JSJ
|
Kolejne brawa za swietny material.
Dzieki tym zdjeciom moge uscislic, ze to polaczenie wiezy z Z. 183 i kadluba z Z. 112 ("Krasnoje Sormowo"). Wieza jest tego samego wzoru, co na czolgu w Miroslawcu (od r. 45.). Wytwórce kadluba zdradza chocby oryginalne polaczenie tylnych plyt oraz typ zawiasów i uklad osrubowania plyty górnej. Byc moze, ze to przy powstaniu tej hybrydy nastapila wymiana nadsilnikowych wytloczek na bardziej standardowe. Na kadlubach z Sormowa utrzymywany byl bowiem styl wykonania jeszcze z roku 40. - wyciecia w bocznyh segmentach okalaly górne kratki wlotowe, a centralny segment nie byl od tylu wzmacniany dodatkowym pasem pancerza. Szlo za tym i nieco inne zamocowanie zawiasów pokrywy czesci transmisyjnej. W praktyce po-, jak i wojennej, ów zachowawczy uklad elementów na wozach sormowskich (oraz z STZ) byl przy remontach prawdopodobnie chetnie zamieniany na taki, jaki produkowano w znacznie wiekszych ilosciach (konfiguracja sormowska jest do zobaczenia na fotografiach Pawla - "85" ze Skarzyska).

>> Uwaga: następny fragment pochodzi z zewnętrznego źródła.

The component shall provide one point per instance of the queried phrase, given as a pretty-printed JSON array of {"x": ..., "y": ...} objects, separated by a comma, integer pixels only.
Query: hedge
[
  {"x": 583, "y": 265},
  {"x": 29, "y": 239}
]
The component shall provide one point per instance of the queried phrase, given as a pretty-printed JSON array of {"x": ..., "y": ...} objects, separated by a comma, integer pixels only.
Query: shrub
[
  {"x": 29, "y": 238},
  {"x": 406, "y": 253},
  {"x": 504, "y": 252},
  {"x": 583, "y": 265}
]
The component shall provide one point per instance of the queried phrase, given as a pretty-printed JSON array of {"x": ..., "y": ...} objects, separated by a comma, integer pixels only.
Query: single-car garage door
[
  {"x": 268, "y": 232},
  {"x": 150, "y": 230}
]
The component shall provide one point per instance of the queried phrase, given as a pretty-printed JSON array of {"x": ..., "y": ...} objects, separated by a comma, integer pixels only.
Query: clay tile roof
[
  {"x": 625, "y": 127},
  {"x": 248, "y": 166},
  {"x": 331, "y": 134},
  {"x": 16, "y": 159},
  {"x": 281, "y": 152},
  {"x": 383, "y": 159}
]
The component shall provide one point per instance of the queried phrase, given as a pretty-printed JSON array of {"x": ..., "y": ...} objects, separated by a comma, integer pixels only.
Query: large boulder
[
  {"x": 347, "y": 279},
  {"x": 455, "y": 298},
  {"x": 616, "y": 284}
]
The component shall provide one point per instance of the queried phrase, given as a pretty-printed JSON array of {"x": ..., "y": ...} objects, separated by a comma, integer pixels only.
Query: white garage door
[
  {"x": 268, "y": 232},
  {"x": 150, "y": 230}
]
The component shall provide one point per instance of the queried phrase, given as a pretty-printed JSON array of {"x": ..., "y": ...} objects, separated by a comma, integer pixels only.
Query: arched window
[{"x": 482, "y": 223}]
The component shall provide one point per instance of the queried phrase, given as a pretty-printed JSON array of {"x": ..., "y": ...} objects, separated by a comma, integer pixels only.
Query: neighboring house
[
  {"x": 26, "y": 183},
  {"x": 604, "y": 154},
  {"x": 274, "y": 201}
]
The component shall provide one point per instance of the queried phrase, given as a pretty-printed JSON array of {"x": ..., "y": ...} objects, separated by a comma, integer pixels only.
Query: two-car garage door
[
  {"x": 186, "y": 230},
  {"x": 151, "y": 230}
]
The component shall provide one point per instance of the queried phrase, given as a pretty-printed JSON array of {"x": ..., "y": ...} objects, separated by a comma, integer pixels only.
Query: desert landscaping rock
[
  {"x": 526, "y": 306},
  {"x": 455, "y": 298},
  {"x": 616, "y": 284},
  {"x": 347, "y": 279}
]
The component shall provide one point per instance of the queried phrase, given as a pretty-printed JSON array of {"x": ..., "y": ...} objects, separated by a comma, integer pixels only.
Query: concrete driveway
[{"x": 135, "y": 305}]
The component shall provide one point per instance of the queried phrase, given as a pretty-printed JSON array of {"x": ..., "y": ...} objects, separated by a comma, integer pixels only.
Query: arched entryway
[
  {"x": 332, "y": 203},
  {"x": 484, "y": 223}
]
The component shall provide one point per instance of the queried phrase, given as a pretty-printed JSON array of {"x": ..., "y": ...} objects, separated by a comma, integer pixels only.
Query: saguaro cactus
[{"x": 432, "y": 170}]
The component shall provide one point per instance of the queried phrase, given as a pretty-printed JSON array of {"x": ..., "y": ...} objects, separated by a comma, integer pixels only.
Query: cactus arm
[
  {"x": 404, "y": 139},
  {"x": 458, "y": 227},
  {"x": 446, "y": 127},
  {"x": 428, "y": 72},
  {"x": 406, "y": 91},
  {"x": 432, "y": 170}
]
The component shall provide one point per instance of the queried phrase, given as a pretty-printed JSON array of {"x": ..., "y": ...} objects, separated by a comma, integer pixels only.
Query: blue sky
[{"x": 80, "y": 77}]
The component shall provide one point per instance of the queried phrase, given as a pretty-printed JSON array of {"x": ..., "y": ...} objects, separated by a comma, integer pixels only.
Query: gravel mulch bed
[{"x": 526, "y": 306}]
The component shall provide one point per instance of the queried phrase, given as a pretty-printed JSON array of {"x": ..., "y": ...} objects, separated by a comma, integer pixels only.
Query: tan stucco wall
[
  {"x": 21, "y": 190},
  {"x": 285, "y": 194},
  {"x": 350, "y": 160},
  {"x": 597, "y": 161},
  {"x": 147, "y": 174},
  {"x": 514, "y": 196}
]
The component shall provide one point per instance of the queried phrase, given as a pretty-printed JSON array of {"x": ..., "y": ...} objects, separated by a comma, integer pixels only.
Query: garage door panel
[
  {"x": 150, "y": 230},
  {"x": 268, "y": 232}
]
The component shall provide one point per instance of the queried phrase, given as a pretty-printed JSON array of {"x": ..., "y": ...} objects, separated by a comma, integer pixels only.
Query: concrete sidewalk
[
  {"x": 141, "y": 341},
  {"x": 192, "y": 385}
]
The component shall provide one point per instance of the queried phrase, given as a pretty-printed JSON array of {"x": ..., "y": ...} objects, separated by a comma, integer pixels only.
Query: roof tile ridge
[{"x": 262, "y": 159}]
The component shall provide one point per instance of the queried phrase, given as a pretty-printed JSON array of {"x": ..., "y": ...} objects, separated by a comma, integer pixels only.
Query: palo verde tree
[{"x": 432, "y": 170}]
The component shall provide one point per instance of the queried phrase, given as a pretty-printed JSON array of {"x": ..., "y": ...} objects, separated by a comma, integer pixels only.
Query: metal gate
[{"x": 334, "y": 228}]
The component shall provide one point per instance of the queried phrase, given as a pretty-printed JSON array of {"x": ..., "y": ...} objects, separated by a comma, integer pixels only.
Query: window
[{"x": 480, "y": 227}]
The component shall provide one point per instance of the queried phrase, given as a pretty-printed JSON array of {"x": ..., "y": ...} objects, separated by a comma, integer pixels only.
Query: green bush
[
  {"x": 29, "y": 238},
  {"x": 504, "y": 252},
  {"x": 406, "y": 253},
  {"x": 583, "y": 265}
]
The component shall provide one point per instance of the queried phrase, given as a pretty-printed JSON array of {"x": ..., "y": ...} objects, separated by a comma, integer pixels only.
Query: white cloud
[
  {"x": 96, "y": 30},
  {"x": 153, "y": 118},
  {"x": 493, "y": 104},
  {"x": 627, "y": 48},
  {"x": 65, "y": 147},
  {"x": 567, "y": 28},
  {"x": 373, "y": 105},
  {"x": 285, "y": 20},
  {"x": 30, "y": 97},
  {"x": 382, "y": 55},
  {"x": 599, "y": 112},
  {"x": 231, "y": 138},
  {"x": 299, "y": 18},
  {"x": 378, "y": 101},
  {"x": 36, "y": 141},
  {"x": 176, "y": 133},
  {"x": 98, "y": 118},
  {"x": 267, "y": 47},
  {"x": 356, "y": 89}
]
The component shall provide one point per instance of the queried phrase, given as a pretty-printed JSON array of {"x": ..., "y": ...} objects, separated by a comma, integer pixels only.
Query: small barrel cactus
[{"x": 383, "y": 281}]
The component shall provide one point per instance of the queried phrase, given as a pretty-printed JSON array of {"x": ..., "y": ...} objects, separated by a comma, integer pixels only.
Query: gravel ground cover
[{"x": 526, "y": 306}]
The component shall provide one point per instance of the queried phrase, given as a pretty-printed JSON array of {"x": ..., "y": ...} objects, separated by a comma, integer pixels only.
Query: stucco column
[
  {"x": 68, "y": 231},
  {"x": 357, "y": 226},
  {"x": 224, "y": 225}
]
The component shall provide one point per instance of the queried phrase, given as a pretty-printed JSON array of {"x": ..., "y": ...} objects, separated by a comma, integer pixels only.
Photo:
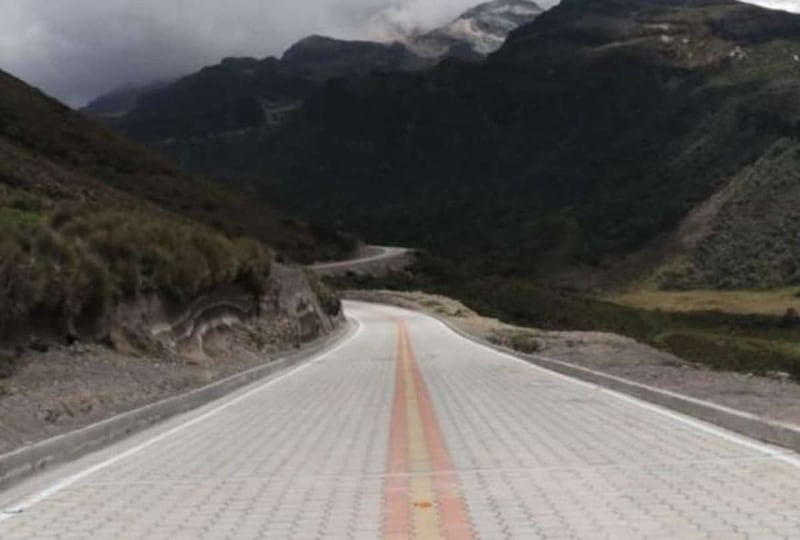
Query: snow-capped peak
[{"x": 483, "y": 28}]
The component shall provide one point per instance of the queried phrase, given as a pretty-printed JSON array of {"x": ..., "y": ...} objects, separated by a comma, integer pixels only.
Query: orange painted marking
[
  {"x": 398, "y": 511},
  {"x": 415, "y": 433}
]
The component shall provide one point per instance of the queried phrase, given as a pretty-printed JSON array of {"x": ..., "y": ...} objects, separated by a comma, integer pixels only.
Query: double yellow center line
[{"x": 421, "y": 493}]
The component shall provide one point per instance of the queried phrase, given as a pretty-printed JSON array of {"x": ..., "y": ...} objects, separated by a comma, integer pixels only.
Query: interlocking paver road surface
[{"x": 407, "y": 430}]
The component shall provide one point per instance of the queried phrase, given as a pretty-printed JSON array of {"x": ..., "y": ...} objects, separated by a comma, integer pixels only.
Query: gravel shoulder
[
  {"x": 66, "y": 388},
  {"x": 773, "y": 398}
]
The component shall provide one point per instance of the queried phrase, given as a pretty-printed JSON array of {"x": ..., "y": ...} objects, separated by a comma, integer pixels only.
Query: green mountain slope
[
  {"x": 41, "y": 129},
  {"x": 90, "y": 220},
  {"x": 588, "y": 137}
]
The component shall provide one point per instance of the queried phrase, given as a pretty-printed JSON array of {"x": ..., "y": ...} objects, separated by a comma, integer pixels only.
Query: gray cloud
[{"x": 76, "y": 49}]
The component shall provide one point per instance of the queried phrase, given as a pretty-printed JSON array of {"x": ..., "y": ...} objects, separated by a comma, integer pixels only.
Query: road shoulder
[
  {"x": 28, "y": 460},
  {"x": 763, "y": 408}
]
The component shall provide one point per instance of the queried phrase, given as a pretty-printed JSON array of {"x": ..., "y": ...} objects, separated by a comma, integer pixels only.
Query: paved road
[
  {"x": 372, "y": 257},
  {"x": 406, "y": 430}
]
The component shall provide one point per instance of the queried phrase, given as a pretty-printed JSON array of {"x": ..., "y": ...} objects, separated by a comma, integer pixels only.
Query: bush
[{"x": 82, "y": 262}]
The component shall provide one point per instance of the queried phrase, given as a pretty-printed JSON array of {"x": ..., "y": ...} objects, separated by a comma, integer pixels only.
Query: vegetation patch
[
  {"x": 747, "y": 342},
  {"x": 80, "y": 262}
]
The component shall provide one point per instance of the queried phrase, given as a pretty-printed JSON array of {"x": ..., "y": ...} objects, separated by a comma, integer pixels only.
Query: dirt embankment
[
  {"x": 777, "y": 397},
  {"x": 159, "y": 350}
]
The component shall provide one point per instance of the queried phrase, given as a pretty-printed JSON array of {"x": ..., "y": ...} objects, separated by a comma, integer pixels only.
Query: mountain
[
  {"x": 120, "y": 101},
  {"x": 321, "y": 58},
  {"x": 248, "y": 94},
  {"x": 216, "y": 120},
  {"x": 477, "y": 32},
  {"x": 607, "y": 140},
  {"x": 97, "y": 231}
]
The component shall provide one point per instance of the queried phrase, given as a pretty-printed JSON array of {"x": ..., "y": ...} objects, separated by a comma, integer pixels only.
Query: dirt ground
[
  {"x": 777, "y": 398},
  {"x": 69, "y": 387}
]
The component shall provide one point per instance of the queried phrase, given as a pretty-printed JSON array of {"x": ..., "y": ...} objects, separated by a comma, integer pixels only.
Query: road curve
[
  {"x": 372, "y": 257},
  {"x": 407, "y": 430}
]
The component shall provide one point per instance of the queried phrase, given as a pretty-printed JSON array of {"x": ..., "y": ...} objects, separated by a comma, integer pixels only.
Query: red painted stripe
[
  {"x": 396, "y": 491},
  {"x": 453, "y": 517}
]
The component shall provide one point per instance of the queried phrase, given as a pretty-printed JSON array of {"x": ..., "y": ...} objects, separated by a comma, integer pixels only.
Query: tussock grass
[
  {"x": 82, "y": 261},
  {"x": 766, "y": 302}
]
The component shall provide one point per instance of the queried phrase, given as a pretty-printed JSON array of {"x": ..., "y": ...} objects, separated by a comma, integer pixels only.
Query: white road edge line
[
  {"x": 774, "y": 452},
  {"x": 65, "y": 483},
  {"x": 700, "y": 425}
]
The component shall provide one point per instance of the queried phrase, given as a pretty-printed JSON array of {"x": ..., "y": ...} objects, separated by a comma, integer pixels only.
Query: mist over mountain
[{"x": 589, "y": 138}]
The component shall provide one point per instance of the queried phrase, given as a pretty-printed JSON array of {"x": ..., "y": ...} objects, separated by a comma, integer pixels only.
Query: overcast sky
[{"x": 77, "y": 49}]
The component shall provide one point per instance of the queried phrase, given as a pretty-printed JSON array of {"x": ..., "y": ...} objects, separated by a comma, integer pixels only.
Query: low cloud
[{"x": 77, "y": 49}]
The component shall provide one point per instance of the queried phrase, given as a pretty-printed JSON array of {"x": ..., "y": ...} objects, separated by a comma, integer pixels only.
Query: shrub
[{"x": 83, "y": 261}]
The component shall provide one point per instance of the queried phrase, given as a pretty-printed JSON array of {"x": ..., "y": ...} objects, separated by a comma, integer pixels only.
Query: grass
[
  {"x": 759, "y": 343},
  {"x": 767, "y": 302},
  {"x": 82, "y": 262}
]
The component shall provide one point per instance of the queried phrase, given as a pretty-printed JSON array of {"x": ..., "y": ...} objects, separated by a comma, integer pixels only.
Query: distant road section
[{"x": 374, "y": 260}]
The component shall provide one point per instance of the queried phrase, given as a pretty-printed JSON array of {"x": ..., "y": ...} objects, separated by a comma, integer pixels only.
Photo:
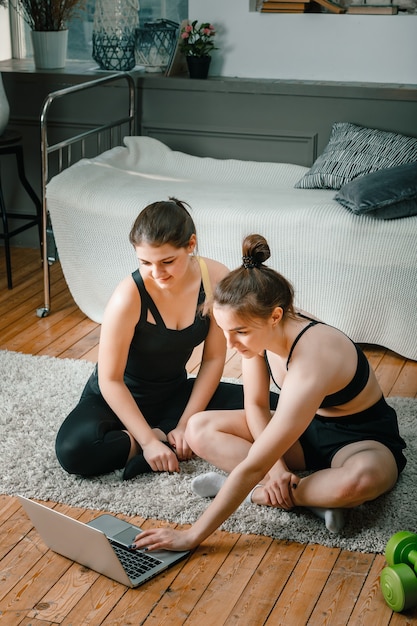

Na tyle burt sa slady przyspawania profilowych wsporników pod zbiorniki, uzywanych w Z. 112 - takze zastapiono je bardziej rozpowszechnionymi, z plaskownika.
Male zbiorniki przyspawane do wsporników na prawej burcie to jakis ersatz. Chyba zrobiono to na zasadzie tej samej, co przy odtworzonych (niezbyt udatnie) przednich i tylnych blotnikach - aby bylo ladnie. Za tym przemawia i wykonanie "rur wydechowych" czy atrap skrzynek na blotnikach.
Przednia lampa i jej pretowa oslona sa oznakami powojennej sluzby. Ciekawe jest, jak powstalo rozszczepienie oslon wentylatorów na wiezy, po którym prawa z nich przyspawano na nowo i z duzym przemieszczeniem. Prawdopodobnie, zanim stal sie eksponatem, czolg konczyl kariere wojskowa jako cel cwiczebny i dobrze, ze uszedl z rak "oprawców".